Suzuki Sakiko, Wanifuchi Hiroshi, Shimizu Takashi, Kubo Osami
Department of Neurosurgery, Saiseikai Kurihashi Hospital.
Neurol Med Chir (Tokyo). 2009 Nov;49(11):520-3. doi: 10.2176/nmc.49.520.
A 31-year-old female presented with a particularly rare hemangiopericytoma (HPC) in the right lateral ventricle manifesting as a 6-month history of visual disturbance and headache. Left hemianopsia and choked disc were identified by an ophthalmologist who referred her to us. Magnetic resonance imaging demonstrated a 5-cm homogeneously enhanced mass in the trigone of the right lateral ventricle. The tumor was totally removed by two stage surgery. The histological findings were consistent with HPC. HPC is very important to differentiate from meningioma and solitary fibrous tumors because HPC is more aggressive. The histological and immunochemical findings are important for the differential diagnosis. The present case showed no local recurrence or metastasis without radiation therapy for 4 years, indicating that radiation therapy is not absolutely imperative for patients with intraventricular HPC showing low MIB-1 staining index after total removal.

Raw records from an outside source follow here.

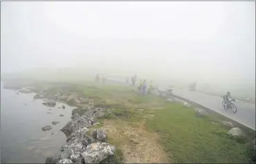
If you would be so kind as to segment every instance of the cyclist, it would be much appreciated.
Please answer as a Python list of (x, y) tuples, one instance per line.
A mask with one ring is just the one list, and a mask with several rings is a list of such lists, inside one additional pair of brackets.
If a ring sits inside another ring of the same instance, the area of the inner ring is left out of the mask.
[(228, 105), (228, 103), (230, 101), (229, 101), (229, 99), (235, 101), (235, 99), (231, 97), (231, 94), (229, 91), (226, 92), (226, 94), (223, 96), (223, 99), (225, 101), (226, 105)]

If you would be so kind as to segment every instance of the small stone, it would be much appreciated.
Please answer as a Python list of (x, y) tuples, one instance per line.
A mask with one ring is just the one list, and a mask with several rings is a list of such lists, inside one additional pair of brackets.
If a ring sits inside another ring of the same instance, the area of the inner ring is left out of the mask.
[(43, 130), (43, 131), (47, 131), (47, 130), (51, 130), (51, 129), (52, 129), (52, 127), (50, 125), (46, 125), (46, 126), (44, 126), (44, 127), (42, 127), (42, 130)]
[(60, 121), (52, 121), (52, 124), (53, 125), (56, 125), (56, 124), (57, 124), (59, 123), (60, 123)]

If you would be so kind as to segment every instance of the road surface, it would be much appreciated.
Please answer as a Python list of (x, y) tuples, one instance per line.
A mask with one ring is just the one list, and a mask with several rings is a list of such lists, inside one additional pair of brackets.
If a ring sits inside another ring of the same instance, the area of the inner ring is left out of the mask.
[(222, 107), (222, 98), (217, 96), (192, 92), (185, 90), (174, 90), (175, 95), (190, 99), (195, 103), (213, 110), (229, 117), (247, 127), (255, 130), (255, 105), (243, 102), (232, 102), (237, 108), (237, 112), (233, 113), (230, 110), (226, 110)]
[[(118, 83), (125, 83), (125, 79), (111, 79)], [(165, 90), (167, 85), (161, 85), (159, 89)], [(226, 110), (222, 107), (222, 98), (209, 95), (203, 93), (188, 91), (187, 90), (174, 89), (173, 93), (175, 95), (190, 99), (196, 103), (202, 105), (208, 108), (216, 111), (217, 112), (233, 119), (244, 125), (255, 130), (255, 105), (244, 103), (243, 102), (232, 102), (237, 108), (237, 112), (233, 113), (230, 110)]]

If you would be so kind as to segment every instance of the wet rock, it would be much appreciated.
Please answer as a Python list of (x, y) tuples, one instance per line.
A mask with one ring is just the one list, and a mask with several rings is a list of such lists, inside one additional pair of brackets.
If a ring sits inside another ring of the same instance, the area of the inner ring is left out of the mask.
[(61, 153), (55, 158), (48, 158), (48, 163), (72, 162), (75, 163), (99, 163), (113, 155), (115, 147), (104, 141), (107, 133), (96, 130), (95, 136), (88, 135), (89, 128), (97, 124), (94, 119), (104, 114), (106, 109), (88, 107), (84, 114), (73, 114), (73, 120), (68, 121), (60, 131), (66, 136), (66, 143), (61, 147)]
[(196, 116), (207, 116), (207, 111), (203, 109), (196, 108)]
[(84, 99), (81, 101), (80, 103), (85, 103), (85, 104), (88, 104), (91, 102), (91, 101), (88, 99)]
[(75, 113), (78, 114), (80, 116), (82, 116), (87, 110), (86, 107), (78, 107), (75, 108), (72, 110), (72, 115), (74, 115)]
[(191, 106), (190, 104), (189, 104), (188, 103), (185, 102), (185, 101), (183, 102), (183, 107), (188, 107), (190, 106)]
[(224, 125), (225, 126), (230, 127), (235, 127), (234, 125), (231, 122), (228, 122), (228, 121), (223, 121), (222, 123), (223, 123), (223, 125)]
[(28, 94), (31, 92), (31, 90), (28, 90), (26, 88), (22, 88), (21, 90), (20, 90), (19, 92), (24, 94)]
[(107, 143), (93, 143), (89, 145), (81, 154), (85, 163), (100, 163), (113, 156), (116, 148)]
[(44, 126), (43, 127), (42, 127), (42, 130), (43, 131), (47, 131), (47, 130), (51, 130), (52, 129), (52, 127), (50, 126), (50, 125), (46, 125), (46, 126)]
[(62, 159), (57, 161), (57, 163), (73, 163), (73, 162), (70, 159)]
[(107, 139), (107, 132), (102, 130), (94, 130), (91, 133), (93, 139), (104, 142)]
[(77, 118), (79, 118), (80, 115), (79, 115), (78, 113), (75, 113), (72, 116), (71, 119), (76, 119)]
[(56, 105), (56, 102), (53, 99), (47, 100), (46, 102), (42, 103), (44, 105), (50, 106), (50, 107), (55, 107)]
[(228, 132), (228, 134), (232, 137), (240, 137), (242, 133), (239, 127), (233, 127)]
[(68, 96), (59, 96), (58, 99), (60, 101), (66, 101), (68, 99)]
[(44, 99), (44, 96), (40, 94), (36, 94), (34, 97), (33, 97), (34, 99)]
[(93, 139), (97, 139), (97, 130), (93, 130), (91, 133), (91, 136)]
[(60, 121), (52, 121), (52, 124), (53, 125), (56, 125), (56, 124), (57, 124), (59, 123), (60, 123)]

一名31岁女性因右侧侧脑室出现极为罕见的血管外皮细胞瘤(HPC)就诊,其症状为视力障碍和头痛,病程6个月。眼科医生检查发现左侧偏盲和视盘水肿,并将她转诊至我院。磁共振成像显示右侧侧脑室三角区有一个5厘米大小的均匀强化肿块。该肿瘤通过两阶段手术被完全切除。组织学检查结果与HPC相符。由于HPC更具侵袭性,因此将其与脑膜瘤和孤立性纤维瘤进行鉴别非常重要。组织学和免疫化学检查结果对鉴别诊断很重要。该病例在未接受放射治疗的情况下4年未出现局部复发或转移,这表明对于全切除后MIB-1染色指数较低的脑室内HPC患者,放射治疗并非绝对必要。